Ici, on est bien loin des minuscules grains de sable des plages de rêve bordant l'île, des blocs de pierre gigantesques s'amoncellent en grappe ou par endroits semblent être le résultat d'un éboulement.
Dans ce décor où chaque grain, enfin rocher ! pèse plusieurs tonnes, les hommes apparaissent minuscules comme des « lilliputiens » au pays des géants. On les aperçoit sur le sommet de Casibari, ils donnent ainsi une idée de l'échelle de ces énormes cailloux.


Il faut monter tout en haut pour admirer le paysage alentour : des amas de pierres arrondies qui contrastent avec les cactus droits comme des « i ».
Et au-delà du premier plan, des yeux on balaye le panorama en mode 360°.
D'un sommet à l'autre … Dans ce plat pays des Pays Bas ultramarin, en arrière plan, la pyramidale Jamanota avec ses 188 mètres de haut accroche le regard en prenant l'allure d'une vraie montagne.


C'est bien sûr le lent travail d'érosion qui a façonné ainsi ce relief, les angles des rochers sont tout en rondeur même si de plus près la surface paraît granitée.
Et comme souvent, l'observation des formes des rochers a stimulé l'imagination des hommes. Vous le voyez le poisson de Casibari ?
Sur la photo (du bas), on devine en scrutant ce rocher un profil évoquant celui d'un poisson. Une fissure dessine la bouche de ce gros « Nemo », il a l'air bien triste et terne sans aucune écaille colorée !
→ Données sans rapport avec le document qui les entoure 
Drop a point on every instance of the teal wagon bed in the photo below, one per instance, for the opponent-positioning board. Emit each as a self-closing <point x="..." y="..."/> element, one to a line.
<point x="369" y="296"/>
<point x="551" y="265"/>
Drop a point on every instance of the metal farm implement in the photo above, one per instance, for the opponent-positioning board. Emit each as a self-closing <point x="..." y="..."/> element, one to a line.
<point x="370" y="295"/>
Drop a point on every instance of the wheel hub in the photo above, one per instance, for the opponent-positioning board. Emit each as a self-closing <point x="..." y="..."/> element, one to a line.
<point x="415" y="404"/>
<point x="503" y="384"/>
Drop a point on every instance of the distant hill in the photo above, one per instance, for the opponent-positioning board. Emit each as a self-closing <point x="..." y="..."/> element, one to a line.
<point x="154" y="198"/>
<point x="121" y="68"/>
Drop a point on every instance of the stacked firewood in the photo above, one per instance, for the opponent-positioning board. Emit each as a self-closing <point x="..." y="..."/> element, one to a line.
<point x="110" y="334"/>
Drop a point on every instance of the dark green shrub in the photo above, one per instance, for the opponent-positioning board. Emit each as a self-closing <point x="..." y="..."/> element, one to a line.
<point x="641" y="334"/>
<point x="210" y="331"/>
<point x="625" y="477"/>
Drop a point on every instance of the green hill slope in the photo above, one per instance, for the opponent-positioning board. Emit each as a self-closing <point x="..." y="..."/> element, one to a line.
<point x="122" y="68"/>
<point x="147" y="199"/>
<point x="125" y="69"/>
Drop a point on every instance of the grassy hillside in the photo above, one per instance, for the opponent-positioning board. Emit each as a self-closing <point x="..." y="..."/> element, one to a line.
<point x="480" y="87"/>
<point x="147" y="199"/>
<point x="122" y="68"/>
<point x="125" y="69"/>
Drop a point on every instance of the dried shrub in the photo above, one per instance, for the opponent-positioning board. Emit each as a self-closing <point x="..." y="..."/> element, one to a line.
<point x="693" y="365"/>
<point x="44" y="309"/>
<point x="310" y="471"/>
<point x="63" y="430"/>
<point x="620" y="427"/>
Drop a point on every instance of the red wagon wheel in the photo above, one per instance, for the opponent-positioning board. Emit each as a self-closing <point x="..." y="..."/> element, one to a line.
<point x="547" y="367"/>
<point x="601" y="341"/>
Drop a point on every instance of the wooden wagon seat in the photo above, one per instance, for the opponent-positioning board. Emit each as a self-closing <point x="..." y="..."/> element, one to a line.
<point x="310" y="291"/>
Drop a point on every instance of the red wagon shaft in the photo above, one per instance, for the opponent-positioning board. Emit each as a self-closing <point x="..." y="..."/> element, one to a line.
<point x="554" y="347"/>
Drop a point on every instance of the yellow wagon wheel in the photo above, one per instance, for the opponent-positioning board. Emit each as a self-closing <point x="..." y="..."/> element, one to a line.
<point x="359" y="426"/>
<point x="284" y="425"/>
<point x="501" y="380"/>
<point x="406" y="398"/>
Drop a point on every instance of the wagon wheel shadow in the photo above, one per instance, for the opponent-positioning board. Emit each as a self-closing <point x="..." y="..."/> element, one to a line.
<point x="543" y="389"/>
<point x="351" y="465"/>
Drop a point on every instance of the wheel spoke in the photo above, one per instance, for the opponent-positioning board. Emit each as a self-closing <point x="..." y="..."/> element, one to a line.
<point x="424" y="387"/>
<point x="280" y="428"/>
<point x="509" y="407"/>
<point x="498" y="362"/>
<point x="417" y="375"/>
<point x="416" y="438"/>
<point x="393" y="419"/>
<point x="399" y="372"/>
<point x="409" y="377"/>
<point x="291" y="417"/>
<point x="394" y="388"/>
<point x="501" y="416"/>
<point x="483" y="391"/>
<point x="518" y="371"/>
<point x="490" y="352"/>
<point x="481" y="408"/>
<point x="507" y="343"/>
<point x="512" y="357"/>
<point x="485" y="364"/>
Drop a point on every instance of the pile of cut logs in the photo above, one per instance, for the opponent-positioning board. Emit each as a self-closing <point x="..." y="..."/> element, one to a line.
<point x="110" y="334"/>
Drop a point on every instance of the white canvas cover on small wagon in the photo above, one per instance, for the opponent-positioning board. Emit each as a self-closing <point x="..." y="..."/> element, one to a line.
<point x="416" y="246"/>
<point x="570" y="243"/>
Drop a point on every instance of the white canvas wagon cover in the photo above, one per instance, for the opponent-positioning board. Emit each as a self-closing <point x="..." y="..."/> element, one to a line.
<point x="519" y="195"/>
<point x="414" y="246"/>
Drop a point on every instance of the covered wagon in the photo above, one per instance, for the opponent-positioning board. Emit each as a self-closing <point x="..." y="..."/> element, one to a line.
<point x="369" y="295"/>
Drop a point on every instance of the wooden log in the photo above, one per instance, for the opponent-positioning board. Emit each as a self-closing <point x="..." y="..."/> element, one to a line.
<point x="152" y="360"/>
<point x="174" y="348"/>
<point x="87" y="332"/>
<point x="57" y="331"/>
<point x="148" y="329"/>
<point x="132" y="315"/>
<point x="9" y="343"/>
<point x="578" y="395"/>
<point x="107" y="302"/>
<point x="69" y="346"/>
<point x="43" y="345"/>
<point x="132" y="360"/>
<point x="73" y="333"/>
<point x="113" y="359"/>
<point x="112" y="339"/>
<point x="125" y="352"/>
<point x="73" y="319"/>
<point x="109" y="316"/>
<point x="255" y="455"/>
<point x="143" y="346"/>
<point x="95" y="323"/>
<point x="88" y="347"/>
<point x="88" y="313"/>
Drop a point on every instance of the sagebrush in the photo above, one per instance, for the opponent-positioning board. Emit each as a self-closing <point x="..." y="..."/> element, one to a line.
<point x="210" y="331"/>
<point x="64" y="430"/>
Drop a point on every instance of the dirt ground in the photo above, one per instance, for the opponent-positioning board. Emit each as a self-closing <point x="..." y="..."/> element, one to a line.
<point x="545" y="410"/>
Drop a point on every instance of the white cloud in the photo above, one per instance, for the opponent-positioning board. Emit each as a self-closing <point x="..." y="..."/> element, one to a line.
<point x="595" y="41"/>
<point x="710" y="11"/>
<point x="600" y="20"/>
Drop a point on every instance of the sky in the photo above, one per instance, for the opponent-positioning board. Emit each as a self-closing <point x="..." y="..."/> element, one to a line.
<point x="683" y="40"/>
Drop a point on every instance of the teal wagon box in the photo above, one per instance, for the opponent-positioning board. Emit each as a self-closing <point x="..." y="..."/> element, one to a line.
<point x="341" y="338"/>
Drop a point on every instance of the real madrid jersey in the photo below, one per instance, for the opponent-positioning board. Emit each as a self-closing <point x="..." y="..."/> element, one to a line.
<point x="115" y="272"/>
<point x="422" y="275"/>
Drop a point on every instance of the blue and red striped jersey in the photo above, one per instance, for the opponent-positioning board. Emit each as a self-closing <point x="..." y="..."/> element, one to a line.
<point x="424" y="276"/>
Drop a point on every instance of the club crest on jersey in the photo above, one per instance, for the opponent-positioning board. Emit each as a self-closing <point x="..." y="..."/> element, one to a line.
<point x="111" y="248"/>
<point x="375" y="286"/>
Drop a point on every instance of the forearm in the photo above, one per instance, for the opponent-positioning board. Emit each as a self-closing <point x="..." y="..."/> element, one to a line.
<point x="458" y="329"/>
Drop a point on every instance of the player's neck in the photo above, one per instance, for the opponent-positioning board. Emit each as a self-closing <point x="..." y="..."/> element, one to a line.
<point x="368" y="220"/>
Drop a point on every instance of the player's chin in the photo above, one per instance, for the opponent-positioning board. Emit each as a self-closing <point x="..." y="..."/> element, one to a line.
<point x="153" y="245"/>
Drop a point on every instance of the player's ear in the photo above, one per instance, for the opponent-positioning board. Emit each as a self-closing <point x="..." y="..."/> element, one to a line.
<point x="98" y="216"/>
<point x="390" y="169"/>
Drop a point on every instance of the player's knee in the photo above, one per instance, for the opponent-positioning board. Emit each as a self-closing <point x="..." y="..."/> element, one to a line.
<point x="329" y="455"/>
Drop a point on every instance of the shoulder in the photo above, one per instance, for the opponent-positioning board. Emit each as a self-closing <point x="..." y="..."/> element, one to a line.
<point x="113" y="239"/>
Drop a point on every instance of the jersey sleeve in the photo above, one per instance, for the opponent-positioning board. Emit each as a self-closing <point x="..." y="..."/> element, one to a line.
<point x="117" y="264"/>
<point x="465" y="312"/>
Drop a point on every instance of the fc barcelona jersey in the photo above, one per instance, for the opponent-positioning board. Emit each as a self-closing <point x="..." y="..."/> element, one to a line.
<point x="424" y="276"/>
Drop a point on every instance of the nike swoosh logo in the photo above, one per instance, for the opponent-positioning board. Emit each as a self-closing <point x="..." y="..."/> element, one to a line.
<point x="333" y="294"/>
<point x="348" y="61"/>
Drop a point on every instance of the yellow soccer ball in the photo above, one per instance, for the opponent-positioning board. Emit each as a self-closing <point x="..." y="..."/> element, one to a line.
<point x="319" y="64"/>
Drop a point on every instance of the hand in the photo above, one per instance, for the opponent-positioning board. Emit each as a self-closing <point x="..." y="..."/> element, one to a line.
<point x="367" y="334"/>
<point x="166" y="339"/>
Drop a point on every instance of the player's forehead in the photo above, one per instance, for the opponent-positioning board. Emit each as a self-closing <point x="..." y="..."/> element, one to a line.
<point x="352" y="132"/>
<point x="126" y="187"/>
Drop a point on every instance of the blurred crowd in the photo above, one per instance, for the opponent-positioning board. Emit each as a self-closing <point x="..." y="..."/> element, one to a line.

A bien contempler ces amas de rocs, voilà que ce paysage me remémore quelques souvenirs de voyage … Cet aspect ressemble beaucoup aux rochers de l'île de Virgin Gorda aux Îles Vierges Britanniques ou encore à ceux qui bordent aux Seychelles la fameuse plage d'Anse Source d'argent (île de La Digue).
Si vous connaissez ces lieux enchanteurs, vous ne contredirez certainement pas ma comparaison, même si là, ce décor est à distance du rivage.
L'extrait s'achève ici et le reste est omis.